Pour amoindrir l’impact de la grève, les différentes directions portuaires (CNAN, ONP) décident de dérouter des navires sur d’autres porta du pays. En solidarité, refus des dockers de Annaba et d’Oran de décharger les cargaisons.
Mercredi 11 mai :
Les autorités font appel à des éléments étrangers pour décharger les navires. Les dockers interviennent et bloquent l’accès des navires. Une bagarre s’ensuit avec un bilan de 2 morts et 15 blessés. Intervention de la police qui jusque là surveillait de loin. Affrontement avec les dockers qui répondent aux coups de matraque par des jets de pierres.
Jeudi 12 mai :
Suite aux manoeuvres et aux pressions des autorités, l’unité des dockers est rompue. Ils se scindent en 2 groupes : les permanents et les occasionnels. Ces derniers auxquels se sont ajoutés des éléments étrangers ramenés par la police commencent à décharger les navires. Le groupe des dockers permanents a s’oppose à la reprise du travail. La police intervient avec force, les disperse et les expulse hors des grilles du port.
Samedi 14 mai (matin) :
D’importantes forces de police armées (casques, boucliers, gourdins) barrent les entrées du Port. Seuls sont autorisés à entrer les dockers décidés à reprendre le travail. Un regroupement de plus de 1000 dockers se forme à l’entrée du port au carrefour dit Corbeil. Pendant que les points névralgiques du port sont bloqués, des patrouilles de policiers circulent à l’intérieur du port qui est soumis à un contrôle rigoureux.
(après-midi) :
Les forces de police encerclent les dockers et les attaquent à coups de bâton. Le mouvement se dirige alors vers le centre ville en empruntant la rampe menant au Boulevard Amirouche.

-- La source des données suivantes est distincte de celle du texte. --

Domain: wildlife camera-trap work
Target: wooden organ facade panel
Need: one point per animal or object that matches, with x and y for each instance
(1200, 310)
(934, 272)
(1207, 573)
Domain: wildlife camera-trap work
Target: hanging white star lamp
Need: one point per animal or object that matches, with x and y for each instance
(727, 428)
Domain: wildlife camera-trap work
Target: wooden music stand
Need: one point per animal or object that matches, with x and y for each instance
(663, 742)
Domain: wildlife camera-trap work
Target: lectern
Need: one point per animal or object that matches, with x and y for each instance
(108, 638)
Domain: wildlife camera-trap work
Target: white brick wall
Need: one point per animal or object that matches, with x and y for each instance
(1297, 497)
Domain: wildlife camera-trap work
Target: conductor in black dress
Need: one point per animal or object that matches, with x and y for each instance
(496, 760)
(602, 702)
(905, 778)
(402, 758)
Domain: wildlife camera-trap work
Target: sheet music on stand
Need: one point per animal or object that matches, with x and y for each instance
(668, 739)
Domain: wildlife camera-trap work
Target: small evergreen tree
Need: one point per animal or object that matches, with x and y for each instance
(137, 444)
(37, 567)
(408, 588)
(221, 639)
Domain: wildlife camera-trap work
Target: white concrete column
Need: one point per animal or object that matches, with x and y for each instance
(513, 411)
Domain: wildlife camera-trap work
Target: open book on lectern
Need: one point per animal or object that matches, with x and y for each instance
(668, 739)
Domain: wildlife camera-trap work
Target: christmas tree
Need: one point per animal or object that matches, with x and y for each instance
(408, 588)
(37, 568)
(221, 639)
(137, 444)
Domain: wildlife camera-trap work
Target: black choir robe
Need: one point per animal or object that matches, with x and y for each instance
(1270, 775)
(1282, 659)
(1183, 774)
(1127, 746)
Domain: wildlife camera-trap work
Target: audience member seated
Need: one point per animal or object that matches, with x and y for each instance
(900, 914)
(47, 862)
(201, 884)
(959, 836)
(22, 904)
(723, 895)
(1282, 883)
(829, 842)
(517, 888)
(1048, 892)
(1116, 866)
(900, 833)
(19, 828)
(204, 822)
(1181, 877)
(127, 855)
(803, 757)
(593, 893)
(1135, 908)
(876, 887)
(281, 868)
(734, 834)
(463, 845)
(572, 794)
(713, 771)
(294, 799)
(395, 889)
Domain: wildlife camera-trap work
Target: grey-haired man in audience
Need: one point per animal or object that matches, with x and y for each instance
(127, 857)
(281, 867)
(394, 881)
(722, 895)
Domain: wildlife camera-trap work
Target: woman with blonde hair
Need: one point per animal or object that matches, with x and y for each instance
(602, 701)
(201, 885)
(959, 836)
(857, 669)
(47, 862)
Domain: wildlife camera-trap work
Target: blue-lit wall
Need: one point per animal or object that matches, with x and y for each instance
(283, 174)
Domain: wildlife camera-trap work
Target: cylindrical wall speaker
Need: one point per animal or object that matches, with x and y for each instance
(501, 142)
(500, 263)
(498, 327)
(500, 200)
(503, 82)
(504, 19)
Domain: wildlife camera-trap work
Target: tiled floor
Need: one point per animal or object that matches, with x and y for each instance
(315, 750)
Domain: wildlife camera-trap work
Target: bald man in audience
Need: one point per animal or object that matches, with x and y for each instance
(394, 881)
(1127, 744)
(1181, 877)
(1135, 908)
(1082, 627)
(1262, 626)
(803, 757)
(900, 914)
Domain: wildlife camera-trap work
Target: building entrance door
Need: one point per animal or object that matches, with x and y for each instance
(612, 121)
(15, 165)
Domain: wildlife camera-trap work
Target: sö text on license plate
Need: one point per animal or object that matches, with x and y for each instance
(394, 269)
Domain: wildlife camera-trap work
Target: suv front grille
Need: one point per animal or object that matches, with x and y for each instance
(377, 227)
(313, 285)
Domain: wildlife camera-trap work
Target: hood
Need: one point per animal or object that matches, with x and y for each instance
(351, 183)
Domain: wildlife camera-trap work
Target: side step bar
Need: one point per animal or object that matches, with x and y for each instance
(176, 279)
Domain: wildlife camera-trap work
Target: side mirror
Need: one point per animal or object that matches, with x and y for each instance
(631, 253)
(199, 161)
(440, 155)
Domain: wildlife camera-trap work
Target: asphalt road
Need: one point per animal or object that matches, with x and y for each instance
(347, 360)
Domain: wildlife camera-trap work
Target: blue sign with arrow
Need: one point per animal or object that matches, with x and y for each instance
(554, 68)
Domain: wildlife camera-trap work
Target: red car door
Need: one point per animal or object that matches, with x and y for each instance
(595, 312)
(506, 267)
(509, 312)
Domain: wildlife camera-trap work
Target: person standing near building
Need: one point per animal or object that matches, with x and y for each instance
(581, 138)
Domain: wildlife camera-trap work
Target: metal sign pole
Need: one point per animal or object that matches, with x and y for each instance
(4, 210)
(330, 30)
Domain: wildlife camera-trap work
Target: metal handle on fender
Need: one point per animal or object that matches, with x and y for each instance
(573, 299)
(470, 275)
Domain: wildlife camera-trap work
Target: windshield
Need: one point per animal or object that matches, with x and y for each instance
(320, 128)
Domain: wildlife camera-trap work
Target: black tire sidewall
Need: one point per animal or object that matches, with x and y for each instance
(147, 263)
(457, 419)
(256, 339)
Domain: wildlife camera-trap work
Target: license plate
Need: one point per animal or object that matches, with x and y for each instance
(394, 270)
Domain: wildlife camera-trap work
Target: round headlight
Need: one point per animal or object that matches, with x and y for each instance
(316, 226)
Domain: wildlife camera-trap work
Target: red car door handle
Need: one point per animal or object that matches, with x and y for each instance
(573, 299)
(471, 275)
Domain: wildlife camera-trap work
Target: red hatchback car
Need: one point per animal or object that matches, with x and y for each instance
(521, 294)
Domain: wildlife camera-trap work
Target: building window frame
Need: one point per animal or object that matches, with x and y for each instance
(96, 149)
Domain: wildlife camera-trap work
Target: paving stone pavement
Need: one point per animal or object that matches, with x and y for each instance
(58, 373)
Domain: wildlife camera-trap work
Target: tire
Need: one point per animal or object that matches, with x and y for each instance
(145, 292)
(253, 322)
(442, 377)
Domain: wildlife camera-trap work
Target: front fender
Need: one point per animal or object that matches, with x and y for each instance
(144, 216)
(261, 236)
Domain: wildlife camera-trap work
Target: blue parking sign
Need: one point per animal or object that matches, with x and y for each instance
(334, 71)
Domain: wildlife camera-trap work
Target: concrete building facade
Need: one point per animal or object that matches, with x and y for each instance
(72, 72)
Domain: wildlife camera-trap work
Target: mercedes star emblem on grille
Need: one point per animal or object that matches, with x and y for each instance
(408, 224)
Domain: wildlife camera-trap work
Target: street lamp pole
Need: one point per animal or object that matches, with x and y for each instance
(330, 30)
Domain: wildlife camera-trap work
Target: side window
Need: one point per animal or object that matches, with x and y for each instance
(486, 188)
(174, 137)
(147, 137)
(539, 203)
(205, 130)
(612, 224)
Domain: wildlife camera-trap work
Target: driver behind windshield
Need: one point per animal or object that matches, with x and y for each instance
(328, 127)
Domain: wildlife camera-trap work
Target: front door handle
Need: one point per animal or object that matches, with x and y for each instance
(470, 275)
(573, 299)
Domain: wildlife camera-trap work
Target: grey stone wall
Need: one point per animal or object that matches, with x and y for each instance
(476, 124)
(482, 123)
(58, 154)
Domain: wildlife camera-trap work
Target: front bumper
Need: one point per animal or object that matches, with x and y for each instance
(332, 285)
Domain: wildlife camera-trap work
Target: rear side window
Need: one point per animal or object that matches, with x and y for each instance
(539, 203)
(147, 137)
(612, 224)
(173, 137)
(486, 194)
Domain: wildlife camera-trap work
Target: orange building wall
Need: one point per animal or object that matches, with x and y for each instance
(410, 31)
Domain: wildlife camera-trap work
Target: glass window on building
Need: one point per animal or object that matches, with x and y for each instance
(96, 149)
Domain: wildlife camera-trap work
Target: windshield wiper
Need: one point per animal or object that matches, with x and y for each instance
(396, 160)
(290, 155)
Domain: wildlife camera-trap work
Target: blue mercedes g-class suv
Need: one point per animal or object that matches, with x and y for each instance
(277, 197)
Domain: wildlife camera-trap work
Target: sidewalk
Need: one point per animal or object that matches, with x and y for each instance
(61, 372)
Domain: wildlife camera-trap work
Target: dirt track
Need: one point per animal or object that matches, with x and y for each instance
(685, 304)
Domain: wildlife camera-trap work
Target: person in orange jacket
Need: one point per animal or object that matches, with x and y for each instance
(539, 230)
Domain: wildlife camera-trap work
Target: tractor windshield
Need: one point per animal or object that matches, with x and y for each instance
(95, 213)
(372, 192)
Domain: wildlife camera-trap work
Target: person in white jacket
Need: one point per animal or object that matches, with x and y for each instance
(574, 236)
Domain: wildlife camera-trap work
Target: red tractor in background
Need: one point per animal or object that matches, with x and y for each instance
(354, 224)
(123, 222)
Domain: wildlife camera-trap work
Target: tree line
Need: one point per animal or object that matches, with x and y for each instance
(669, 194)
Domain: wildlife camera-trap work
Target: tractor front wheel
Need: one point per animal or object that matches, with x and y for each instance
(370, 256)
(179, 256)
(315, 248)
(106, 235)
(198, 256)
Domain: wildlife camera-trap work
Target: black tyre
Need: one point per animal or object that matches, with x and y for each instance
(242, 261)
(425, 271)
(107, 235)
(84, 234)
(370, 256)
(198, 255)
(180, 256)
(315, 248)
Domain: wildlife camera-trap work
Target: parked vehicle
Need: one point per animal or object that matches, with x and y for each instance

D’autres forces de police sortent du Commissariat proche et leur bloquent la route.
Les dockers se dispersent et se regroupent quelques instants plus tard devant la « Maison du Peuple » siège de l’UGTA.
Les forces de police les pourchassent jusque là et les matraquent à nouveau.
Les dockers se dirigent alors vers la présidence (« Palais du Peuple ») mais se heurtent de nouveau aux forces de police qui leur barrent les issues au niveau de la Faculté de Médecine. Nouvel affrontement à cet endroit.
Les dockers retournent alors à la « Maison du Peuple » où ils tiennent une assemblée générale.
NOTA :
Des débrayages de solidarité allant de 1 à 4 heures se sont produits dans des ports étrangers en signe de solidarité avec les dockers d’Alger (Bordeaux, Hambourg…).
CAMARADES MARQUEZ VOUS AUSSI VOTRE SOLIDARITÉ AVEC LES DOCKERS D’ALGER
2 réponses sur « Algérie : « les jeux sans le pain ! » »
Comme quoi, le peuple algérien, comme ses voisins, n’a jamais cessé de revendiquer ses droits les plus légitimes…ce qui se passe aujourd’hui n’est que la suite logique des évènements….qu’on a essayé de diluer dans le fait religieux et l’ignorance.
Je suis bien d’accord avec toi. Il y a des luttes partout mais elles sont souvent ignorées. C’est pourquoi il faut se les réapproprier et en tirer des leçons pour les enjeux de notre époque.